I’m told by those with more experience than me that the moves in DW tend towards task resolution. Now, the way moves are supposed to work is to have players make conscious, affirmative decisions regarding character actions; make the moves suddenly about task resolution and it becomes not only more reactive than proactive, you risk getting bogged down in the minutae of task resolution, which is precisely what moves and “let it ride” are supposed to avoid.
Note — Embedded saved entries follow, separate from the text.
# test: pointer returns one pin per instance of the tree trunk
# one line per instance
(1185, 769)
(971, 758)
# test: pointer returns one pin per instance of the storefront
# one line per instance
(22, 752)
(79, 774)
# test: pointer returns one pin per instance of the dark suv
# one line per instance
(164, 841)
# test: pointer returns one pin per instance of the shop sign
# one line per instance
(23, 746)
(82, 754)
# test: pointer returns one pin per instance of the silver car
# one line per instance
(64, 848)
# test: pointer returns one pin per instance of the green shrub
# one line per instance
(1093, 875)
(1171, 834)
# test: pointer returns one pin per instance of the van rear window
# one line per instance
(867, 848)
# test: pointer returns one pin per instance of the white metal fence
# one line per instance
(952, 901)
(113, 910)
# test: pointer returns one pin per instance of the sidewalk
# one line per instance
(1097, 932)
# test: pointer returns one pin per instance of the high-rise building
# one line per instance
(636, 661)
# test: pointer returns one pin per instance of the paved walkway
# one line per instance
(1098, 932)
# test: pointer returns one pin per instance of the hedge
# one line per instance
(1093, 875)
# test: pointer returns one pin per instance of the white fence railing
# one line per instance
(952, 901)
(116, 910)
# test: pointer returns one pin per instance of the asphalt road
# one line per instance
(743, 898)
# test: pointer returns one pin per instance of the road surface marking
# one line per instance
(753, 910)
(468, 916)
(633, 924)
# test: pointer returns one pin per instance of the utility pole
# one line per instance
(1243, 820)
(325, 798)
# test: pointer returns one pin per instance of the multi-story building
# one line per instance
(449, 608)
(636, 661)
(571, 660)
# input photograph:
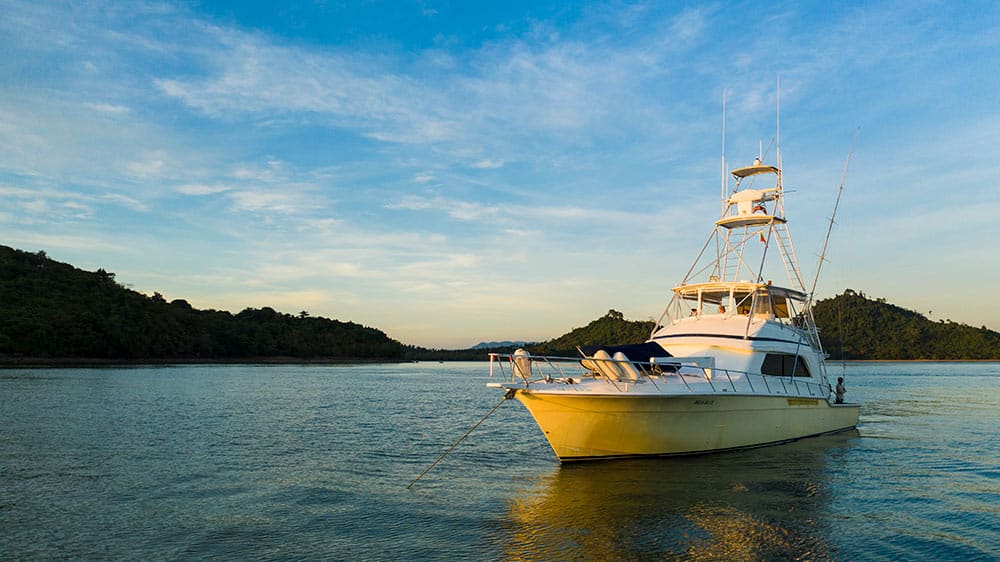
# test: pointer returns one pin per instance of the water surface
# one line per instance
(312, 462)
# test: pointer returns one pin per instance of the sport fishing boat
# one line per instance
(735, 360)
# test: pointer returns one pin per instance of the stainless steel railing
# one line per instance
(661, 373)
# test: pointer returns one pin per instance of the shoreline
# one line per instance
(15, 362)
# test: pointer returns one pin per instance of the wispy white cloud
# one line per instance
(202, 189)
(488, 164)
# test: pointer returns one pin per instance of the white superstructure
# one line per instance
(735, 360)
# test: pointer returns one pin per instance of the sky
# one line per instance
(458, 172)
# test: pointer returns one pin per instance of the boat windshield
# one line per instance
(760, 300)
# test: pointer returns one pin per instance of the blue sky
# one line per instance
(452, 173)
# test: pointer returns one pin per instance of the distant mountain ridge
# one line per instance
(50, 309)
(499, 344)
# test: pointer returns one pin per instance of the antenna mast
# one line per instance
(723, 150)
(777, 133)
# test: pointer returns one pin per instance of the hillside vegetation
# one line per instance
(53, 310)
(50, 309)
(853, 326)
(610, 329)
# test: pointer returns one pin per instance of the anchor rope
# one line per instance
(507, 396)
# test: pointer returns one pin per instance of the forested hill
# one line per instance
(610, 329)
(50, 309)
(853, 326)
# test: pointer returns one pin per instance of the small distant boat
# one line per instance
(735, 360)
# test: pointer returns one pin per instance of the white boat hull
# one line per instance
(580, 427)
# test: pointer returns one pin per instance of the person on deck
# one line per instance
(839, 391)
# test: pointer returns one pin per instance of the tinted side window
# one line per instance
(783, 365)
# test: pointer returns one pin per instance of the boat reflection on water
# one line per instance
(768, 503)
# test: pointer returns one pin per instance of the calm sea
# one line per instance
(312, 462)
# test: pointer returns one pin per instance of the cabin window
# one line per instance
(784, 365)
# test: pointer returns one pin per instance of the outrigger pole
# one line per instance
(840, 190)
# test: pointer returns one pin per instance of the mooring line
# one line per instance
(507, 395)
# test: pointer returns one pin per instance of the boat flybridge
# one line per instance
(735, 361)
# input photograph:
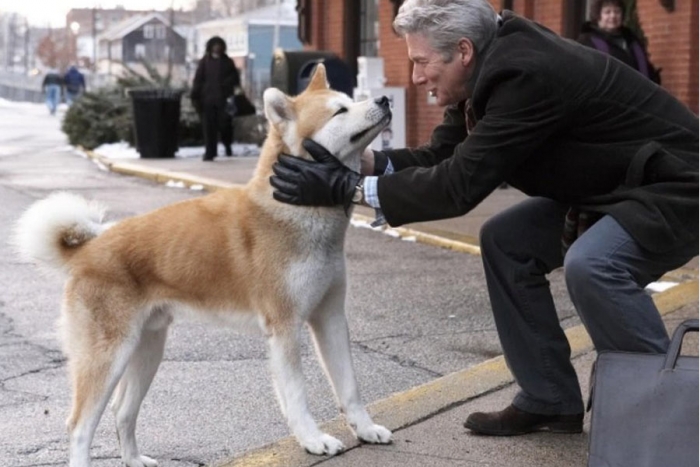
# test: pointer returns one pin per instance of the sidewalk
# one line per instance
(427, 420)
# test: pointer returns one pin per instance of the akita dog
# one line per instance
(236, 255)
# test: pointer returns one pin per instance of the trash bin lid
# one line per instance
(155, 93)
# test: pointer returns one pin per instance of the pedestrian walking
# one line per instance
(606, 32)
(74, 83)
(214, 82)
(51, 87)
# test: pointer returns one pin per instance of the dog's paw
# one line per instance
(324, 444)
(374, 434)
(141, 461)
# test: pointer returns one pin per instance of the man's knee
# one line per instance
(494, 232)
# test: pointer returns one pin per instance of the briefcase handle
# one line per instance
(675, 348)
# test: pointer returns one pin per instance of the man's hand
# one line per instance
(322, 182)
(367, 162)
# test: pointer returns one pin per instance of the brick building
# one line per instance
(352, 28)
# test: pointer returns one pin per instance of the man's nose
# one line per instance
(382, 101)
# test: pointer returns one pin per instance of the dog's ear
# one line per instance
(278, 106)
(318, 80)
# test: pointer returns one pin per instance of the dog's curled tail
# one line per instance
(52, 229)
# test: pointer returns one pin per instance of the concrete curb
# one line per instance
(410, 407)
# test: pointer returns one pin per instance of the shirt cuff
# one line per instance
(372, 196)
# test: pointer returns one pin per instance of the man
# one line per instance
(587, 137)
(214, 82)
(75, 84)
(51, 87)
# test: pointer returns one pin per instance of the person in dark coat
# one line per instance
(51, 87)
(74, 82)
(605, 32)
(214, 81)
(578, 131)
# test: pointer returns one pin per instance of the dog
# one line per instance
(236, 255)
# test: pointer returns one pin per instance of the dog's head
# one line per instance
(330, 118)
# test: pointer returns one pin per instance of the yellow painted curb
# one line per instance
(422, 402)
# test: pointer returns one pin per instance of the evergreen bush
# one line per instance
(106, 115)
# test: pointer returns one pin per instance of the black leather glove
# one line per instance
(322, 182)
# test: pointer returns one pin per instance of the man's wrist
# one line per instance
(358, 196)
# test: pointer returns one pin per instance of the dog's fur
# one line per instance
(235, 255)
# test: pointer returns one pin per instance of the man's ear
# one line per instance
(278, 106)
(466, 50)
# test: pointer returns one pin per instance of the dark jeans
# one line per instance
(216, 121)
(605, 271)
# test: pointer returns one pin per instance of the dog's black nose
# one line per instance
(382, 101)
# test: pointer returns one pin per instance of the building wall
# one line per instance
(673, 45)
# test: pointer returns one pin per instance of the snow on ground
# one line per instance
(122, 150)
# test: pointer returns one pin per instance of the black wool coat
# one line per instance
(559, 120)
(210, 89)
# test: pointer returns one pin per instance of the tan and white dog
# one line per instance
(236, 255)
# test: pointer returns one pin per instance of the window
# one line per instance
(139, 51)
(304, 21)
(369, 28)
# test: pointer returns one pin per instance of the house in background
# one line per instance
(354, 28)
(142, 38)
(251, 39)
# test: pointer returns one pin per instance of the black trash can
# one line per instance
(156, 121)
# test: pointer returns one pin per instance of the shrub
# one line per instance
(106, 115)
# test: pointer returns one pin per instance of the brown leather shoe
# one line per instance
(513, 421)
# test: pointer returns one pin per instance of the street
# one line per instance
(416, 312)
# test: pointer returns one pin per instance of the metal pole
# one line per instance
(94, 41)
(276, 37)
(26, 45)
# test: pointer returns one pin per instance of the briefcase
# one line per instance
(645, 408)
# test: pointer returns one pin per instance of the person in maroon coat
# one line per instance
(606, 33)
(609, 159)
(214, 82)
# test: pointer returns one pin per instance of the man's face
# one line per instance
(445, 81)
(610, 18)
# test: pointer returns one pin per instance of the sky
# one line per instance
(43, 12)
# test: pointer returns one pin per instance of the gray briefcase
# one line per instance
(645, 408)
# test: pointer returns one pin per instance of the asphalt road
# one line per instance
(416, 312)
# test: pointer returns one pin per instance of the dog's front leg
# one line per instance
(332, 339)
(285, 360)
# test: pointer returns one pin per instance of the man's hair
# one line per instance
(445, 22)
(597, 7)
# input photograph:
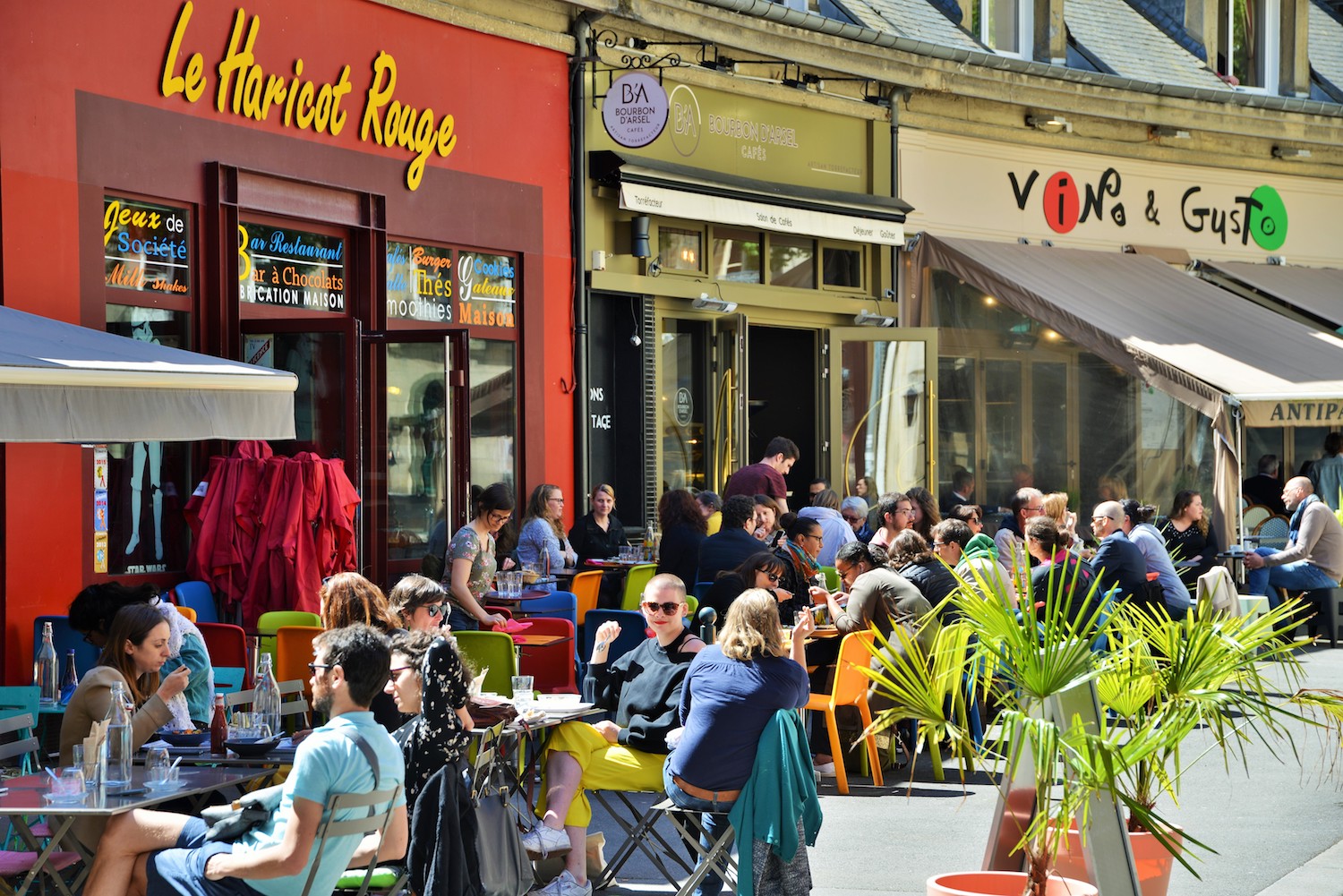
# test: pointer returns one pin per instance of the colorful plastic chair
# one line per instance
(851, 689)
(491, 651)
(634, 582)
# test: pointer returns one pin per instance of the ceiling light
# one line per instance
(1049, 124)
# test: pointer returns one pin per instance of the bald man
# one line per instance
(1313, 554)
And this is why I can’t really see the point of Dungeon World. You need to impose a new terminology and process on your players when D&D as a framework is perfectly functional. Naturally there will be people who feel at home with *World games and will hate D&D, in which case DW may be for them. For everyone else, Basic D&D and the various free OSR clones are perfectly functional.
And this is why I conclude that Beyond the Wall has the potential to be a better Dungeon World than Dungeon World. Writing your own playbooks is simpler for BtW and is mostly about balancing the final character power level with the other books — something that’s a lot more transparent with an OSR game than a move-based game where it may be hard to predict how disruptive moves are. There’s no relearning of either terminology or procedure required, either.
Right now I’m thinking about how to make use of this system to run Garth Nix’s Old Kingdom.